TALLAHASSEE -- Florida Gov. Rick Scott was unfazed Tuesday by criticism he’s getting from out-of-state politicians over his proposal to kill a proposed prescription tracking system designed to crack down on “pill mills” that supply pain killers and other illicit medications to drug dealers and addicts.
Scott said he won’t withdraw his budget recommendation to repeal the state’s new prescription monitoring law and added a new element to his opposition. He accused the Florida Prescription Drug Monitoring Program Foundation of wasting private money that it has raised to pay for the system.
“I don’t support the database,” Scott said at a news conference. “I believe it’s an invasion of privacy.”
Scott also said, “It has come to my attention that thousands of dollars have been spent on lawyers, travel, meals for board members.”
The foundation’s chairman, Dave Bowen, did not immediately return a telephone message seeking comment.
The cash-strapped Legislature failed to appropriate money for the monitoring system, which is on hold due to contract challenges. Instead, lawmakers created the foundation to seek donations.
Attorney General Pam Bondi said it’s her understanding that enough money has been raised to pay for the first year of operation.

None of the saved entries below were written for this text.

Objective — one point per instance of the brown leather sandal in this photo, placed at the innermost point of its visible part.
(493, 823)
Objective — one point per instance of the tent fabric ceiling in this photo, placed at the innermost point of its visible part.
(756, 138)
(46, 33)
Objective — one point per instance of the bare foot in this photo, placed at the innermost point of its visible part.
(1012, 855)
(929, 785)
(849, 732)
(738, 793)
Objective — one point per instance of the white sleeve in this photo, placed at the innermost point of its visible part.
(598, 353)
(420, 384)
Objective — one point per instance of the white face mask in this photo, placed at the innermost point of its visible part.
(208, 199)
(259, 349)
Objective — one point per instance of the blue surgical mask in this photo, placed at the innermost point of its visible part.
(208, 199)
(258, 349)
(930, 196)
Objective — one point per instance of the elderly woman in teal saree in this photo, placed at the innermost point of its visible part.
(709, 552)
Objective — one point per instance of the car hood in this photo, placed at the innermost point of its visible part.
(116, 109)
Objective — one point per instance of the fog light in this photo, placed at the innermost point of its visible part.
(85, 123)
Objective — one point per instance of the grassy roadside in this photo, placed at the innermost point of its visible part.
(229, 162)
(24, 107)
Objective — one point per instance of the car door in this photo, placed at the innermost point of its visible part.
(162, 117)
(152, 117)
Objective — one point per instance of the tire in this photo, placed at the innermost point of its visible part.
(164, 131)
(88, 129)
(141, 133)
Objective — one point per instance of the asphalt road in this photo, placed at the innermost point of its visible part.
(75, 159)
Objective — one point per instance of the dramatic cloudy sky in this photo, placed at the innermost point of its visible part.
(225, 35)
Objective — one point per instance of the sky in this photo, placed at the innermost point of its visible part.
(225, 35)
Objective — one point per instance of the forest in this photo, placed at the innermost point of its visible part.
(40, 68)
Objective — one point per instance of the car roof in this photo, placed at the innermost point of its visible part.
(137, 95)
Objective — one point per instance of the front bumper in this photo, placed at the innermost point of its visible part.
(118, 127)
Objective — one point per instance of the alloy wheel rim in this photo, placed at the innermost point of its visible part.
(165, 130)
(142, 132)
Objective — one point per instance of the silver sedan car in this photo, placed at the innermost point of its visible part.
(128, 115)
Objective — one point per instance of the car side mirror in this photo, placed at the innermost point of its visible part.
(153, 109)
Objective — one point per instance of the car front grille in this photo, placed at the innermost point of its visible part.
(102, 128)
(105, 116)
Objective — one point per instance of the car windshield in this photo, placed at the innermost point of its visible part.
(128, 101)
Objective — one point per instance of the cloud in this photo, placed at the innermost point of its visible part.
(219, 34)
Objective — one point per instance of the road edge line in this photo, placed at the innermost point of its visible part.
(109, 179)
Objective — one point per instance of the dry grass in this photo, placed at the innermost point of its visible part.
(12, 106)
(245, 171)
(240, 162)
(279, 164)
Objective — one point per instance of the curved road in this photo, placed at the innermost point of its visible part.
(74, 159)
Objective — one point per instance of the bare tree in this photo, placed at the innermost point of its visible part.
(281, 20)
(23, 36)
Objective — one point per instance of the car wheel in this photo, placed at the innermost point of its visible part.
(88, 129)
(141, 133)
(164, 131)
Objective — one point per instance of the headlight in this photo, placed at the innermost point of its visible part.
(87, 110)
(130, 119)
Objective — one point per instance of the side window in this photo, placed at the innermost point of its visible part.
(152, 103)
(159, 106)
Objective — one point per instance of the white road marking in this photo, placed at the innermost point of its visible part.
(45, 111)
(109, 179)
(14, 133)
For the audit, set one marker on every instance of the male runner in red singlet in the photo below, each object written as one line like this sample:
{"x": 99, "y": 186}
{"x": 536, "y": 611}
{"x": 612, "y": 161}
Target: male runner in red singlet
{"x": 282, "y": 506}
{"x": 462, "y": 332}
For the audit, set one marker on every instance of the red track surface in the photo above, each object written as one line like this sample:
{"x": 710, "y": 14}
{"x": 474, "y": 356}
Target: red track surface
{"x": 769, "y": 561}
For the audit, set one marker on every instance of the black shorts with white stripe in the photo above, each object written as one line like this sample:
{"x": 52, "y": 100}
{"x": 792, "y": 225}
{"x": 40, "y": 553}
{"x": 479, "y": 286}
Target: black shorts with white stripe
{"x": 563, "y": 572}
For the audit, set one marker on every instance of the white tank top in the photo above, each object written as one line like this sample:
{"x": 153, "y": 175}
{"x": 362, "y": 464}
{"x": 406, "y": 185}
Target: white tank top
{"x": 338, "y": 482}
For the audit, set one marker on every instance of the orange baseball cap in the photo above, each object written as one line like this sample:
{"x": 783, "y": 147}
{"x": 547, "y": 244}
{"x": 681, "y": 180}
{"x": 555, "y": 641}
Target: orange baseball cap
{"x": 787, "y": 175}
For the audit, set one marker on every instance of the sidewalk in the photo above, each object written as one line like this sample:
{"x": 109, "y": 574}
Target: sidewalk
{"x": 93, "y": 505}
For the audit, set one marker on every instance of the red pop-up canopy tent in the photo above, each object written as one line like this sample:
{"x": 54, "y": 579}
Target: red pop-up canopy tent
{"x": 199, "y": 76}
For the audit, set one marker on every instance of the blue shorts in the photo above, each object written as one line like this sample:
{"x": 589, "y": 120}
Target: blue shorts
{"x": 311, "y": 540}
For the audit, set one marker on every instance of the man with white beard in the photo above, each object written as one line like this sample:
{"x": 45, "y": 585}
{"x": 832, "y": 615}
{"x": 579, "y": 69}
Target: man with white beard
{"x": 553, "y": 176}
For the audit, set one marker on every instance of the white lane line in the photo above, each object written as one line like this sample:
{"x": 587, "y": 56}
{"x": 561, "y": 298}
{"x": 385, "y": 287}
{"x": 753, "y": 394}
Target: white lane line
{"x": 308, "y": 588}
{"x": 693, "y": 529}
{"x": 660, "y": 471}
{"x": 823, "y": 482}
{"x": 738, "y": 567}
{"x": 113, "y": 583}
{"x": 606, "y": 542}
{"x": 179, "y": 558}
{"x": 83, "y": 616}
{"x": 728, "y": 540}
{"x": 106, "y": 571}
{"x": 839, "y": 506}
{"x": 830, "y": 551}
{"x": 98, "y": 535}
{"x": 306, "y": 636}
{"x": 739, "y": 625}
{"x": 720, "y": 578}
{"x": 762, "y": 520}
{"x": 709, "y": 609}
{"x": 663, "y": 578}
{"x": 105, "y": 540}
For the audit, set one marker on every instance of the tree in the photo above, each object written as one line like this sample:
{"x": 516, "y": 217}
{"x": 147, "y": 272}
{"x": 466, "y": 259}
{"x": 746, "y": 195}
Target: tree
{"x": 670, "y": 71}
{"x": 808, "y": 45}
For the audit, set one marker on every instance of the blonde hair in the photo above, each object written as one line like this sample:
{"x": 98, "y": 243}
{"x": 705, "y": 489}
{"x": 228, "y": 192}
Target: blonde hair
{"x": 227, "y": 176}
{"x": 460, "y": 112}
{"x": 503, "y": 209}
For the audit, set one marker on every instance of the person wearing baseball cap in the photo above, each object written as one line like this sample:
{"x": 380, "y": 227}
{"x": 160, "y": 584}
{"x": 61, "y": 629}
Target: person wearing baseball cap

Bondi supports the database but said she’s also focused on increasing criminal and civil penalties and beefing up enforcement in an effort to shut down the “flamingo express.”
That’s the nickname given to the pipeline of illicit prescription drugs flowing from Florida’s pill mills to other states, most of which have prescription monitoring systems.
Sharon Kramer, executive director of the Manatee County Substance Abuse Coalition, says the database is not an invasion of privacy.
“The information is not available to the public and only accessible by doctors, pharmacist and law enforcement,” she said. “No way it’s an invasion of privacy.”
She said she was surprised when she heard Scott’s plan.
“I am rather amazed by the governor’s position. I don’t really understand it,” said Kramer. “It’s important, especially in this state where there is no PDMP,”
Everyday seven people die from prescription drug overdoses in Florida and prescription drug abuse and diversion cost Florida an estimated $15 billion in 2009, according to a 2009 study by the Florida Department of Law Enforcement.
“I know what’s happening, now our governor needs to know,” Kramer said.
Calls from around nation
Over the weekend, U.S. senators from New York, Rhode Island and West Virginia as well as Florida’s Bill Nelson called on Scott, a Republican health care executive who was elected last year, to let the program begin.
Florida’s lack of a tracking system “has serious ramifications for the rest of the country battling abuse of prescription drugs,” wrote Nelson and Sens. Charles Schumer of New York and Joe Manchin of West Virginia. All are Democrats.
Sen. Sheldon Whitehouse, D-Rhode Island, and U.S. Rep. Harold Rogers, R-Ky., also have written Scott urging him to change his mind.
Scott’s recommendation has drawn resistance from at least one key player in the Florida Legislature.
Senate President Mike Haridopolos, a Merritt Island Republican who’s also running for the GOP nomination to oppose Nelson next year, said he not only wants to keep the tracking system but supports state funding for it.
-- Paradise Afshar, Herald staff writer, contributed to this report.